While the political evangelical campaign spearheaded by Jerry Falwell during the Reagan era fizzled with the last George W. Bush presidency, the implications of an evangelical resurgence are serious. New York Times writer Jason Horowitz confirms that Lane attempts to revive hope in congregations across the country who have become “disheartened by the repeated failure of socially conservative candidates, and by a party that has softened its opposition to same-sex marriage.” With over 100,000 pastors enlisted in the American Renewal Project, we ought to be concerned.

On surface level, his campaign should seem constitutionally sound, for even religious evangelicals have a right to voice their opinions. But upon deeper reflection, any political movement with the potential to hinder social progress toward ensuring the extension of basic liberties to all citizens is unquestionably unjust. There may be a generational divide between normative conceptions of what constitutes basic human freedoms. But perhaps the greatest lesson of our political era is that those conceptions that seem most normal, and therefore somehow moral, are often times the most perniciously oppressive.

The norms we associate with American politics by no means suggest a fair and inclusive system. We are a nominally democratic plutocracy that often fosters overbearing corporate influence in the name of human liberty. In other words, our system is structured in a way that favors rationality over reasonability, and consequentially, individuals such as David Lane find room to operate. For example, Princeton historian Kevin M. Kruse brilliantly explains how in the 1930s corporate America forged an ideology of Christianity and anti-federalist libertarianism to gain public support in response to the “creeping socialism” of Roosevelt’s New Deal reforms. Ever since, capitalists and soapbox Christians have been intimately associated. Consider Lane — anyone with billionaire best friends is surely packing millions himself. Point being, our political world runs rampant with insensitive economic rationalism and religious pandering, and all members of our society should be aware of it.
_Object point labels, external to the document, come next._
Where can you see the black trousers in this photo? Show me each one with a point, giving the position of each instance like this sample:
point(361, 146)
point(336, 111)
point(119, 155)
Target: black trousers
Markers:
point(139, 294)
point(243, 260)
My overall point is simple: to advocate for the suppression of one person’s love for another is unreasonable, and therefore, has no place in a healthy democratic society. It goes against our moral intuition, and insults our remarkable capacity for emotional reasoning. And perhaps most peculiarly, it disregards the very core virtues of Christian philosophy — namely, empathy and unconditional love for one’s neighbor — that political evangelicals allegedly espouse. In other words, while Lane’s moral doctrine may prove internally consistent, he apparently suffers from a confused ideology, one that has surely led him down a self-defeating path.

Christian virtues such as modesty and neighborly love are without a doubt the kinds of elemental ideas diverse political actors can and should mobilize around. But when such values are packaged into an evangelical, Bible-bearing agenda, problems ensue. While I am uncertain about the degree to which we ought to be concerned about one Christian zealot further hampering social progress, Lane’s campaign should serve to remind us that one liberty, if left unchecked, has the potential to squelch another. Unless he digs deeply within his own faith to find reasonable grounds for public reconciliation, Lane’s only contribution to the American political system will be the poor example he is setting for us all.